On 12/20/2018 8:54 PM, Jason Resch wrote:


On Thu, Dec 20, 2018 at 10:30 PM Brent Meeker <[email protected] <mailto:[email protected]>> wrote:



    On 12/20/2018 4:38 PM, Jason Resch wrote:


    On Thu, Dec 20, 2018 at 1:27 PM Brent Meeker
    <[email protected] <mailto:[email protected]>> wrote:



        On 12/20/2018 1:49 AM, Jason Resch wrote:


        On Wed, Dec 19, 2018 at 8:05 PM John Clark
        <[email protected] <mailto:[email protected]>> wrote:

            On Wed, Dec 19, 2018 at 6:16 PM Jason Resch
            <[email protected] <mailto:[email protected]>> wrote:

                /> The Shrodinger equation is deterministic./


            Yes.

                > /Quantum Randomness, like a moving present, is a
                subjective phenomenon./

            The Schrodinger equationdescribes the quantum wave
            function using complex numbers, and that is not
            observable so it's subjective in the same way that lines
            of latitude and longitude are. However the square of the
            absolute value of the wave function is observable
            because that produces a probability that we can measure
            in the physical world that is objective, provided
             anything deserves that word; but it also yields
            something that is not deterministic.

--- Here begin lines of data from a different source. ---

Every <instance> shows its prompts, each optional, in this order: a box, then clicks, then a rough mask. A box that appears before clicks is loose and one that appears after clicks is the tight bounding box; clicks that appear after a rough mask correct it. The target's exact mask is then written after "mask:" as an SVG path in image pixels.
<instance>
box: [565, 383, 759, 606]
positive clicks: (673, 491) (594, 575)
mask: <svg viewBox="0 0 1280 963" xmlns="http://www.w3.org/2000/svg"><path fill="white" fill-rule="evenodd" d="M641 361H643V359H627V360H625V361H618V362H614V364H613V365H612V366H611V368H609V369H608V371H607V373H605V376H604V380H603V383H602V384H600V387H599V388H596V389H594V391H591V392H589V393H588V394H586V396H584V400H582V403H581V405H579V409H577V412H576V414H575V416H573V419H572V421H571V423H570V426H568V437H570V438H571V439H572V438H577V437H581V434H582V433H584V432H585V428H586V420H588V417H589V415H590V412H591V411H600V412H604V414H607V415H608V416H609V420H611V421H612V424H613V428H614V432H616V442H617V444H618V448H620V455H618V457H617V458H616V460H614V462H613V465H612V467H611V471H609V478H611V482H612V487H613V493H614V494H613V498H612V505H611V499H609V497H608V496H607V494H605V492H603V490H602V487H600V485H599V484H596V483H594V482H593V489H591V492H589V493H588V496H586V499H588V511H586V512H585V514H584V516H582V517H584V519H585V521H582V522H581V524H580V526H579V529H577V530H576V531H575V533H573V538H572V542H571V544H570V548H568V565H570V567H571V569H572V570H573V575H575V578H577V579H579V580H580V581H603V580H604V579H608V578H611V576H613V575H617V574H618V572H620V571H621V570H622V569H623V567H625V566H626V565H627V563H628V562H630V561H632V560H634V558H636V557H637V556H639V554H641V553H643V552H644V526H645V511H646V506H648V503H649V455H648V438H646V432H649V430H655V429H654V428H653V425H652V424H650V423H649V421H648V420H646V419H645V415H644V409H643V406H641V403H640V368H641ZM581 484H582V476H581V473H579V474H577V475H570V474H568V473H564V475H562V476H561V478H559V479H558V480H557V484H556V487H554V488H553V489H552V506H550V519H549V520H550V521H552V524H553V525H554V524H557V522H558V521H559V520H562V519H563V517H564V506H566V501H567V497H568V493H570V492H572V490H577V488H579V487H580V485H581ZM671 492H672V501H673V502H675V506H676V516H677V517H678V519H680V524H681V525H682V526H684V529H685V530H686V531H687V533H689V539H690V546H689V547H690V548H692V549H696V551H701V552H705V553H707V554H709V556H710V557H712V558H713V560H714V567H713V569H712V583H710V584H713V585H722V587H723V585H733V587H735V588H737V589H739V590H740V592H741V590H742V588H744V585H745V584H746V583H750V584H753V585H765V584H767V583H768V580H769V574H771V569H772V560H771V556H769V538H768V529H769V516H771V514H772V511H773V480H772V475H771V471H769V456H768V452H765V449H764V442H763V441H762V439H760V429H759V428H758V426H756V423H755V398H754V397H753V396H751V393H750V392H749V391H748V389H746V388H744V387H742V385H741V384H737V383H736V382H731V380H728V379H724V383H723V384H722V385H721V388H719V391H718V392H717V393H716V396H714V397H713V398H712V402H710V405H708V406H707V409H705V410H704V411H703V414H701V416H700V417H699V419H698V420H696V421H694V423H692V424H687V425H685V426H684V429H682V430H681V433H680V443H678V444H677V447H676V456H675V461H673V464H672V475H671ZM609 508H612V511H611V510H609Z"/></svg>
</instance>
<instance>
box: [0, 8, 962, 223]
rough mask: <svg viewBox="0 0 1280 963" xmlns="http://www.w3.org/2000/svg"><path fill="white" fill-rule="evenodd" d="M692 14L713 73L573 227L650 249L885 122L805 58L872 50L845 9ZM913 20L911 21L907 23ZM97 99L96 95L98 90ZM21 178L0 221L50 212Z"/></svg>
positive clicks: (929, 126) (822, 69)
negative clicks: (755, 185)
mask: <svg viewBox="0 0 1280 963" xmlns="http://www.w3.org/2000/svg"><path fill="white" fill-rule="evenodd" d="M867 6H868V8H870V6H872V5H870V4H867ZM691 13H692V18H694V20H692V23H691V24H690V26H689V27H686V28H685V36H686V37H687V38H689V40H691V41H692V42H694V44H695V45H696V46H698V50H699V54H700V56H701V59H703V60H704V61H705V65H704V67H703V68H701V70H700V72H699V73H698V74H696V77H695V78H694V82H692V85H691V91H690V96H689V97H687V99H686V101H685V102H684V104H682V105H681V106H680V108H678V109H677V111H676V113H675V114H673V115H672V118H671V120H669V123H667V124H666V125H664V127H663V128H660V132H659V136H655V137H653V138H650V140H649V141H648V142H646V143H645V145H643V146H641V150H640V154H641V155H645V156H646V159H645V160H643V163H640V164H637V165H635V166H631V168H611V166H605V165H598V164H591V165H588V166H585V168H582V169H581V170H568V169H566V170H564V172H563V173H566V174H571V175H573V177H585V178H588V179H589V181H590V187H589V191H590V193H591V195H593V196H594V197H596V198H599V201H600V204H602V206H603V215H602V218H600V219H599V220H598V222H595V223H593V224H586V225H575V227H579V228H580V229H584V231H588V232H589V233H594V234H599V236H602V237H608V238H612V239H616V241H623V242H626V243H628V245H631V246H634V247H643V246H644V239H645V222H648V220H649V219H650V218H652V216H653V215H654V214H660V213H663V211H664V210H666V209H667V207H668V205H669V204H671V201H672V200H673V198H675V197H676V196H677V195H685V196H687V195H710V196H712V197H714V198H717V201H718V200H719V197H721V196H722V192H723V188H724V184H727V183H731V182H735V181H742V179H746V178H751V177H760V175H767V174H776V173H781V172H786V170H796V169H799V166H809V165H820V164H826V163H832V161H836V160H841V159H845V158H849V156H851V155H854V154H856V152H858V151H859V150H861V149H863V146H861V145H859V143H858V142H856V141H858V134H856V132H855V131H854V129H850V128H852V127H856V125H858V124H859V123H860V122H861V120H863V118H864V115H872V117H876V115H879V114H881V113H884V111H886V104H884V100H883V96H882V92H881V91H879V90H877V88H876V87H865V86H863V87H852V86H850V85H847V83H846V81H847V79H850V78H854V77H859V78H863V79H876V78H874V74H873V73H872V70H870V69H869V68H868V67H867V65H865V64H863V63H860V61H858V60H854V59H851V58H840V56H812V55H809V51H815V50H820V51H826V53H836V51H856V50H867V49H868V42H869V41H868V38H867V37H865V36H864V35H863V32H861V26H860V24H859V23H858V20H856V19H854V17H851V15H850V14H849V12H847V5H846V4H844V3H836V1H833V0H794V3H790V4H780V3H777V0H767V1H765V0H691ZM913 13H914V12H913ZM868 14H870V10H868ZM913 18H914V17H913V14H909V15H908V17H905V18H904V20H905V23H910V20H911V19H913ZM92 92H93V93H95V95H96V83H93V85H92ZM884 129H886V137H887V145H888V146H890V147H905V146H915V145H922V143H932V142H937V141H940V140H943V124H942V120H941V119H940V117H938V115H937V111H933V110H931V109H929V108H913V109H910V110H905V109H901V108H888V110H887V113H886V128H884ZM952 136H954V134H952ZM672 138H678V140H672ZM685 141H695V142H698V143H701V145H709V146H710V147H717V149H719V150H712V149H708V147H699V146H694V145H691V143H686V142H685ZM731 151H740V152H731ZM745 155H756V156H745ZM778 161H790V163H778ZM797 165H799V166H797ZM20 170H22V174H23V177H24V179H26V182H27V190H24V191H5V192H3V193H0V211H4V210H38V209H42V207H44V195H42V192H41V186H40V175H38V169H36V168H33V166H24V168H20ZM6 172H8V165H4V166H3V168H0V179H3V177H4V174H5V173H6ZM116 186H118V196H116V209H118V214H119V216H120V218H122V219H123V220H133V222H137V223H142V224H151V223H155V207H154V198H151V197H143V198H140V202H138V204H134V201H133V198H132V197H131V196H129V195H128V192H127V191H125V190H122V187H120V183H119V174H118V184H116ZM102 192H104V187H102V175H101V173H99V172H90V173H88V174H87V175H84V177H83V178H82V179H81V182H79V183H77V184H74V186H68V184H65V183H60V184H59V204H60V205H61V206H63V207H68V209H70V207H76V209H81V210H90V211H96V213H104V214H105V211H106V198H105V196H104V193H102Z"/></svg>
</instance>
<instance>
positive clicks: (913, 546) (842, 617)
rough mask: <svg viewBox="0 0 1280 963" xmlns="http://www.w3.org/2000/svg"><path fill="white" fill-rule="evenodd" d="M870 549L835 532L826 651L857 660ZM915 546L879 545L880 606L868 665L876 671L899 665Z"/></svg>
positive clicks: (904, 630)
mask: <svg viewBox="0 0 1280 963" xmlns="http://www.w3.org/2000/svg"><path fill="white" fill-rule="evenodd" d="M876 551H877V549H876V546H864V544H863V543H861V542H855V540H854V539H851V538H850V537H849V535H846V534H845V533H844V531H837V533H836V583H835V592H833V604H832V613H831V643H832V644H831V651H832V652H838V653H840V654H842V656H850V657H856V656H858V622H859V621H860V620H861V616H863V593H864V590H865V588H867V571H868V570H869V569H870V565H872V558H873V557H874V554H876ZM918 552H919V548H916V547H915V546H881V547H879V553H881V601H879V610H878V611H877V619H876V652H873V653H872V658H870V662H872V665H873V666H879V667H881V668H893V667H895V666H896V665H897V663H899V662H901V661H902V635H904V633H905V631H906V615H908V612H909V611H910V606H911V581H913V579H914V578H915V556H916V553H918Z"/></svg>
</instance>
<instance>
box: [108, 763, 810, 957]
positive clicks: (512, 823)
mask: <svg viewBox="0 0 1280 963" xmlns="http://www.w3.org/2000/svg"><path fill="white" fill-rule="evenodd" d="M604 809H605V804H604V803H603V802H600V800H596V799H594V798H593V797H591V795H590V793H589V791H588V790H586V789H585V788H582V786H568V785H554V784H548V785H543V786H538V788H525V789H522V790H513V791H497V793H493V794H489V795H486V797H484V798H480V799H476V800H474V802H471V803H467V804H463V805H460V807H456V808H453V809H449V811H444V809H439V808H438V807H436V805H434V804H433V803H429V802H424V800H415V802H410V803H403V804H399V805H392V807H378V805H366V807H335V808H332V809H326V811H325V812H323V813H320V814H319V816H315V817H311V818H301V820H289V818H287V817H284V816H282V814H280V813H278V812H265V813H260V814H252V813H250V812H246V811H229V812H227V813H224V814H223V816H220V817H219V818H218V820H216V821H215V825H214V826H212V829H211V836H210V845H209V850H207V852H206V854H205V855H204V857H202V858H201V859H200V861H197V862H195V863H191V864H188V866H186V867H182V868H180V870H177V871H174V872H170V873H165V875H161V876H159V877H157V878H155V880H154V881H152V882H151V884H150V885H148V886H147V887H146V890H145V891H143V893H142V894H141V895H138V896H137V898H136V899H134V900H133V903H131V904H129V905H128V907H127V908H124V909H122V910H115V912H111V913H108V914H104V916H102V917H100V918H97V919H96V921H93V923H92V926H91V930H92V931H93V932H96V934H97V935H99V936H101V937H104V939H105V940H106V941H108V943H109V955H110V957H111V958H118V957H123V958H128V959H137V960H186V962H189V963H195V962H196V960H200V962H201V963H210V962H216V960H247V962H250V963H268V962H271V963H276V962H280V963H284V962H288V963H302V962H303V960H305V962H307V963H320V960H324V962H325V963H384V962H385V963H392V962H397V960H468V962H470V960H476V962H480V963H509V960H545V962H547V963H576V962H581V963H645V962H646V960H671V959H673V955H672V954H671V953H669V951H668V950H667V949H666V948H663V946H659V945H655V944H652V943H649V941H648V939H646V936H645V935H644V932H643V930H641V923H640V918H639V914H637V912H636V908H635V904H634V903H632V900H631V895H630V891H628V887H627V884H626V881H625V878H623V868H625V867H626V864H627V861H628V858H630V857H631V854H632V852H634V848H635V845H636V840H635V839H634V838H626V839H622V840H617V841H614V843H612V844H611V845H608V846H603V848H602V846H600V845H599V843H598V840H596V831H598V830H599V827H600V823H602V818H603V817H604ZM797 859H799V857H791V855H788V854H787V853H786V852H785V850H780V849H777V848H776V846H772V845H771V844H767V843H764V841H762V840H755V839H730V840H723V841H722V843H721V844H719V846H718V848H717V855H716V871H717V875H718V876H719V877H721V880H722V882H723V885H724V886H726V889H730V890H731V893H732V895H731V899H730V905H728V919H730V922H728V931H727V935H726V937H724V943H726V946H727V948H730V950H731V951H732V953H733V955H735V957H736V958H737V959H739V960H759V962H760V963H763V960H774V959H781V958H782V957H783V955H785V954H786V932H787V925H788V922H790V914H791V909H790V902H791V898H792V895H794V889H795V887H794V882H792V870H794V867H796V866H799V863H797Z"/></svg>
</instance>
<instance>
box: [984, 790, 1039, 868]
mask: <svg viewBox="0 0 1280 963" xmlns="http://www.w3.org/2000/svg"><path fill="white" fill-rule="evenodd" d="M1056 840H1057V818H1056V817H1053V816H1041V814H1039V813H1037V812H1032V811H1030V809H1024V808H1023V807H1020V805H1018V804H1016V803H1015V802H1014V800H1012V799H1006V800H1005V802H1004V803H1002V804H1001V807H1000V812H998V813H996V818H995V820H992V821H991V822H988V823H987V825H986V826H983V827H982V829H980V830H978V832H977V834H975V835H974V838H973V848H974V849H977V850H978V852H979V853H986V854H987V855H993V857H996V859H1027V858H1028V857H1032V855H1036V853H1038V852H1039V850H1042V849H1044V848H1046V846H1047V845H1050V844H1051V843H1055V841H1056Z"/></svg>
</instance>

        It is still deterministic.  If you say otherwise you are
        introducing "collapse", and saying the other unobserved
        outcomes have stopped existing and are no long part of the
        system.  Schrodinger's equation does not say this is what
        happened, it just says that you have ended up with a system
        with many sets of observers, each of which observed
        different outcomes.

        You seem to think Schroedinger's equation was handed down to
        him on stone tablets from God.


    QM is the most accurate and successful theory in science. I will
    believe it until something better comes along.

    It was the most accurate and successful theory in science well
    before Everett came along.



It wasn't a mathematical theory until Everett came along and deleted the unmathematical and loosely defined part that was incompatible with half a dozen scientific principles.

The only "scientific principle" CI was incompatible with was a revulsion for randomness.  As Roland Omnes' says it's a probabilistic theory, so it predicts probabilities.